Villa Mondragone, a Monte Porzio Catone. Università di Tor Vergata e di Roma Tre: premio Ciass per lo sport sociale nella Settimana della cultura sportiva. A Gigi Sgarbozza. Stamattina, alle nove.
Maggio non è un mese facile, neanche per Gigi. Maggio è il Giro d’Italia, e il Giro d’Italia è la primavera, è anche la sua primavera, la sua giovinezza, il suo Giro e la sua tappa. “La quattordicesima tappa del Giro d’Italia 1968, da Vittorio Veneto a Marina Romea, 194 chilometri, la fuga nata dopo 50-60, 17 corridori, nessuno di classifica, giornata di libertà per tutti, giornata di gloria per uno solo. Avevo un compagno di squadra, Guido Neri, ma lui non volle mettersi a mia disposizione, e io non volli mettermi a suo servizio, così ognuno fece la sua corsa. Mi guardai intorno, studiai la situazione, mi concentrai su un francese, Charly Grosskost, maglia della Bic, quell’anno secondo alla Milano-Sanremo e primo nel cronoprologo al Giro, puntai tutto su di lui e a qualche chilometro dall’arrivo m’incollai alla sua ruota. Ultimo chilometro, meno 800, meno 600. Senonché, a 400 metri dal traguardo, lui era sedicesimo e io diciassettesimo. Capii che non era la ruota giusta. Rimontai, li rimontai tutti, a uno a uno, l’ultimo fu un tedesco, Wilfried Peffgen, e vinsi”.
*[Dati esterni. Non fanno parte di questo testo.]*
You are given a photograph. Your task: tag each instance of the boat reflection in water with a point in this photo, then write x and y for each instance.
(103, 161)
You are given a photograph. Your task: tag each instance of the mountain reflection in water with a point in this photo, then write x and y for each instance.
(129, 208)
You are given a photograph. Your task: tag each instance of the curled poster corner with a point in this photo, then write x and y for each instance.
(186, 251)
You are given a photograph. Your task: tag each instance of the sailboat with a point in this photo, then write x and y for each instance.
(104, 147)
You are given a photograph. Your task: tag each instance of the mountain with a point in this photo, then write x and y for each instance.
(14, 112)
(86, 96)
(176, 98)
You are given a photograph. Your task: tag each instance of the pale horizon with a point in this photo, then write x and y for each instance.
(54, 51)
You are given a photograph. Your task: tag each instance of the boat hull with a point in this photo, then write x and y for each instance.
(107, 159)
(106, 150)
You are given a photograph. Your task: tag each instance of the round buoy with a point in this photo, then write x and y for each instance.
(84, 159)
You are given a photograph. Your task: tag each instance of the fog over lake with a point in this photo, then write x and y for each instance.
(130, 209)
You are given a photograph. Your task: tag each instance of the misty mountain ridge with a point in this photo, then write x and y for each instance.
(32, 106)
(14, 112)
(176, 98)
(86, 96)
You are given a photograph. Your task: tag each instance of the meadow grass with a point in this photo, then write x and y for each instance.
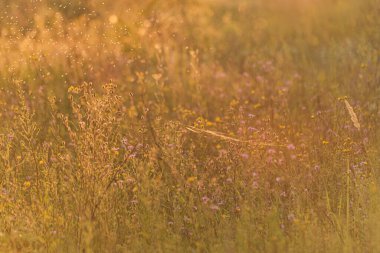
(189, 126)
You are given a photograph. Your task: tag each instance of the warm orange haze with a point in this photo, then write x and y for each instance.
(190, 126)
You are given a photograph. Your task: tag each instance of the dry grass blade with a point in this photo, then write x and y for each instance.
(354, 117)
(228, 138)
(222, 136)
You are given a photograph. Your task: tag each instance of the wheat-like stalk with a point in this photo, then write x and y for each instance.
(228, 138)
(354, 117)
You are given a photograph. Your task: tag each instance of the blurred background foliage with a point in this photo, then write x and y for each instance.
(112, 168)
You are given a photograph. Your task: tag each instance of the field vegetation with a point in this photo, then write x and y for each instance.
(190, 126)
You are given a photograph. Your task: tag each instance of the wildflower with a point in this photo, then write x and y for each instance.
(113, 19)
(244, 156)
(291, 147)
(214, 207)
(191, 179)
(74, 90)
Non si può non volere bene a Gigi, Giggi, Gigetto, Giggetto, Luigino, tutti diminutivi per uno che avrebbe dovuto rivaleggiare in velocità con Dino Zandegù e Marino Basso. Non si può non volere bene a Gigi che – come raccontava Ginetto (altro diminutivo) Sala – era l’unico a presentarsi in sala stampa, annunciato dal tacchettio delle scarpe da corridore, per spiegare una volata in cui probabilmente quei due lo avevano danneggiato. Non si può non volere bene a Gigi che dopo la quinta elementare andò a lavorare, cinque anni come fabbro, erano tempi – gli anni Cinquanta – in cui non esistevano norme per la sicurezza né per la salute, tant’è che lui lavorava senza maschera, e la notte, per riprendersi, dormiva con due fette di patate sugli occhi, e nel frattempo frequentava le scuole serali e si guadagnava la licenza di terza media. Non si può non volere bene a Gigi che fu chiamato in Rai a collaborare da Giorgio Martino, ma che venne subito fermato perché ci voleva un contratto, un compenso, così fece un colloquio con Mario Giobbe, che alla fine gli disse “sei un po’ burino, però bravo” e gli firmò un contratto di sei mesi, e da un contratto all’altro i sei mesi diventarono, dal 1996 al 2015, una ventina di anni.
Adesso Gigi va in bici tre volte la settimana, custodisce e impazzisce per le tre nipotine (Flora, Olga e Lara), soffre di nostalgia per il Giro d’Italia e ritira un premio – lo sport sociale: meraviglioso – addirittura all’università. La dimostrazione che non si vive di soli congiuntivi.